Niños artemiseños felices en desfile martiano

Para la infancia las palabras son siempre pocas. Siempre inadecuadas. Para los niños el lenguaje es innecesario porque ellos saben hablar con la risita, con la mirada, con un gesto. Nuestros pequeños nos vuelven ridículos buscando su sonrisa. Subordinan nuestro tiempo  a sus caprichos. Nos enseñan un poco a ver lo bello en las cosas triviales.

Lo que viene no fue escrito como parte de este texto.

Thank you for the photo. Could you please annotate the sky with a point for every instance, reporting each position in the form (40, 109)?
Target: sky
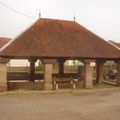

Asusta a veces el mundo que le legamos a los hombres y mujeres de mañana. Que canten y alcen la voz se vuelve realidad poco probable cuando les destruimos el  hogar común y les reservamos como futuro un mundo de guerras, polución y egoísmo. Ellos sonríen, y a su manera nos alientan a creer en las hadas, a pedirle deseos a las estrellas fugaces y a cultivar la esperanza en un final feliz para este cuento que es la historia del hombre. Pero ignoramos a los niños. Nos parecen demasiado pequeños para tener en cuenta su filosofía de la vida. Esperamos a que crezcan y les rompemos la ilusión. Convertimos las estrellas en cuerpos celestes que orbitan en la bóveda del cielo, asesinamos a los reyes magos y les gritamos que las habichuelas nunca crecen hasta las nubes.   

Buscamos vacunas y remedios en la savia de las plantas, en los compuestos de la naturaleza y no aprendemos la razón de que nuestros niños sean los que saben querer. No imitamos su manera de vivir. No clonamos su alegría en nuestra vida cotidiana. Ellos insisten. Vuelven a la carga sobre rocinantes diminutos. Hacen la más bella poesía con sus acciones y sacan lo mejor de  quienes les rodean.  

Enamorarnos de los niños es la mejor manera de enamorarnos. No hay sumisión más deliciosa que la mano diminuta acariciando, el gorjeo de los primeros intentos de la articulación. Hasta el latido que desde el vientre saluda a los futuros padres. La vida cambia. Se aclara. Llena de música las habitaciones y hasta el cansancio es grato. Luego crecen. Los empujamos hacia nuestro modelo de adultez  espiritual que es más oscuro que la física. Los volvemos calculadores, objetivos, infelices.

Para la infancia sería oportuno el regalo de la perpetuidad. De que esa etapa fuera eterna y pensáramos como niños. Seríamos entonces más amables, más inteligentes, más compartidores, más dichosos. Pero estamos demasiado ocupados para mirar hacia nuestros pequeños. Los ignoramos. Ellos siguen soñando por todo el orbe en un mañana diferente. Ese que solo se intenta construir en una isla donde por suerte viven mis hijos y a la que el egoísmo de los personajes negativos de este cuento ha convertido para muchos y gracias al bloqueo en un lugar muy muy lejano.